Francis Ponge, Philippe Sollers, Correspondance 1957-1982, Didier Alexandre, Pauline Flepp (par Philippe Chauché)
Francis Ponge, Philippe Sollers, Correspondance 1957-1982, Didier Alexandre, Pauline Flepp, Gallimard, Coll. Blanche, juin 2023, 528 pages, 32 €
Edition: Gallimard
« De l’aveu de Ponge, la lettre n’est donc parfois qu’un pis-aller au silence, ce « silence-quant-aux-conversations-ou-aux-lettres-banales-qui-les-remplacent », que la rencontre physique peut, elle, accueillir, puisque rue Lhomond les deux amis fument, se taisent, écoutent sur le vieux gramophone les disques de Rameau apportés par Sollers… » (Présentation, Didier Alexandre et Pauline Flepp).

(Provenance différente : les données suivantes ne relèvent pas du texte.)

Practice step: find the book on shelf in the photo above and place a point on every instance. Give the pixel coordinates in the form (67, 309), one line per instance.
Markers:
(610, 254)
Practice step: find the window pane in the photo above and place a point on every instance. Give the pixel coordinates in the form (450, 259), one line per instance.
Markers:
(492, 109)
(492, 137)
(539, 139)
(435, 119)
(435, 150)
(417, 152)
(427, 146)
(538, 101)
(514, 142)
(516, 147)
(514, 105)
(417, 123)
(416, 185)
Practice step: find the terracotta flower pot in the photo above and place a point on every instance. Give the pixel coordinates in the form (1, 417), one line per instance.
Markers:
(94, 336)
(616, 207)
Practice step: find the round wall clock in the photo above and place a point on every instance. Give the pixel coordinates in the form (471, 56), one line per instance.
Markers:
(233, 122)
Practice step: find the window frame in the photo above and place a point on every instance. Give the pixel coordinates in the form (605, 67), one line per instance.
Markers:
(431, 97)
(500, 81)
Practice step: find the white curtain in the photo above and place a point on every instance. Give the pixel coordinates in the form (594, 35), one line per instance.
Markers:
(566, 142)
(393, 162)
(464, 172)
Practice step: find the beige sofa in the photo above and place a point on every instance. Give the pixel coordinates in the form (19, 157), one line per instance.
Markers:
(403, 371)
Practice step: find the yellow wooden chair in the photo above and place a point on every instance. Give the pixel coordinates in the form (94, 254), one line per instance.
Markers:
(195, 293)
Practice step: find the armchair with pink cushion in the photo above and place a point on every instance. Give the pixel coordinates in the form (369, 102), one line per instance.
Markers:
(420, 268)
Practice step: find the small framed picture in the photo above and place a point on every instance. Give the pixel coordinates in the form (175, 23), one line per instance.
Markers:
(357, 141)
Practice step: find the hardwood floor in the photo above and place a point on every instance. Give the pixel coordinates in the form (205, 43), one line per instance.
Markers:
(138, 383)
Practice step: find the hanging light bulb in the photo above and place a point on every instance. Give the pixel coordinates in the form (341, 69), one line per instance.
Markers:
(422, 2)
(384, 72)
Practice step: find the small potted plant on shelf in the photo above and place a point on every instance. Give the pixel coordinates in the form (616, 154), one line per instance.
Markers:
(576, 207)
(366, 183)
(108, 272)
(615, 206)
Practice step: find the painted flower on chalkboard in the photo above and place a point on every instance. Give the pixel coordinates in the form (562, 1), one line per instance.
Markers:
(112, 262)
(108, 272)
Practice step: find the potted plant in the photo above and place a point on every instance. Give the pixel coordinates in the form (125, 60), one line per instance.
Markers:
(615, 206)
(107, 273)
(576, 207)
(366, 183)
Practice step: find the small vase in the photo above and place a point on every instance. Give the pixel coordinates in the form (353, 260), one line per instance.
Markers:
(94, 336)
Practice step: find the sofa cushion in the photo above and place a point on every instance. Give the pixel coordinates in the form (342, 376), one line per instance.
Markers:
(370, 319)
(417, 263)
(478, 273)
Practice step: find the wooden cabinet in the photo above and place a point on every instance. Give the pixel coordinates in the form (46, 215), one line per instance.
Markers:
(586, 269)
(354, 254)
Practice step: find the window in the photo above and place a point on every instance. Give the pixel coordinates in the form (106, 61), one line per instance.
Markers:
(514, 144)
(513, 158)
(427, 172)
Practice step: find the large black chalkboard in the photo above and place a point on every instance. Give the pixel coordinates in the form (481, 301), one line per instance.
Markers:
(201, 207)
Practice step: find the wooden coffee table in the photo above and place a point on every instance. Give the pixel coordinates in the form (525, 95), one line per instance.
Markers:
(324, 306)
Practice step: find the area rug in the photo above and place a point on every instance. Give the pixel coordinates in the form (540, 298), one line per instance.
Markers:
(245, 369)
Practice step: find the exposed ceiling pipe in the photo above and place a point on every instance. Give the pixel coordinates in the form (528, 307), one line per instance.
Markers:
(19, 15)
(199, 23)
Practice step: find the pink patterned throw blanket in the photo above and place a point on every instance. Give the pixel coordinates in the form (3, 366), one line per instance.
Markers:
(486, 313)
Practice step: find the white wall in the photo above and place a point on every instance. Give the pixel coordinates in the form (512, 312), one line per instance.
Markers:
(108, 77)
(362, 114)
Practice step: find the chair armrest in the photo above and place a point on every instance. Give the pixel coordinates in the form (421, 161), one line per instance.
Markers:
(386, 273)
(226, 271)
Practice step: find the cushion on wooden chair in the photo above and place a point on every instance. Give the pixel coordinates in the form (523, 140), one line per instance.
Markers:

« La journée d’hier fut donc enchantée, abricotée, comme par une très intime réussite » (Philippe Sollers à Francis Ponge, Vendredi 28 février 1958, Ph. Joyaux (extrait).

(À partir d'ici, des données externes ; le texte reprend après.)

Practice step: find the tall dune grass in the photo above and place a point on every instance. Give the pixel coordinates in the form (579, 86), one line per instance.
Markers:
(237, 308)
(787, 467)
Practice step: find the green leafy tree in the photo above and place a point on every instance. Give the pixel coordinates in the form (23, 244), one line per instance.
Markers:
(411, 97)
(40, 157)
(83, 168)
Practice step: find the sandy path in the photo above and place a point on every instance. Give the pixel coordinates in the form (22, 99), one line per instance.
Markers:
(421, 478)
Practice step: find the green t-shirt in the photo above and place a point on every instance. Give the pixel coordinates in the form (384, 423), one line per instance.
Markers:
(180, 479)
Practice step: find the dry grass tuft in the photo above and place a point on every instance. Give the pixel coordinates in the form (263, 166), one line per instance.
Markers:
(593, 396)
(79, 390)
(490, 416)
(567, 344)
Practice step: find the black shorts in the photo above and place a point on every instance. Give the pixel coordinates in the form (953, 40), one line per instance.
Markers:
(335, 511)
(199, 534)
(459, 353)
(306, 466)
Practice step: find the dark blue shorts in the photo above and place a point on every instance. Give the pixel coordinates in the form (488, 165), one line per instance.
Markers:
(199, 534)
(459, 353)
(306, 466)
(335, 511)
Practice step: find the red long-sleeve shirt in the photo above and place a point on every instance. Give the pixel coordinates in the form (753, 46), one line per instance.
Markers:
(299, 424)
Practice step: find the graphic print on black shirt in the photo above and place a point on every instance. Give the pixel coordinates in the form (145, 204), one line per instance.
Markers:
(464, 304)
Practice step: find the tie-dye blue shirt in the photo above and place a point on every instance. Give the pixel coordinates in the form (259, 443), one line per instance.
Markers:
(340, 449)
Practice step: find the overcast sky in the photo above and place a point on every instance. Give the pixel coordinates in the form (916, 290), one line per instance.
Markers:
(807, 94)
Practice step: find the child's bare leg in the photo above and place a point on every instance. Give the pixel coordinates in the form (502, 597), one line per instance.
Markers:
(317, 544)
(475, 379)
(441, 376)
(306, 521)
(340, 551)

« Le triomphe final (et prochain je le crois) du Parc est certain. La merveille est d’avoir réussi à faire virer tant de richesse (tant de beaux détails) à l’harmonie. Cela ne se pouvait que par une organisation rigoureuse, fine et cachée » (Francis Ponge à Philippe Sollers, Paris, jeudi 12 octobre 1961 (extrait).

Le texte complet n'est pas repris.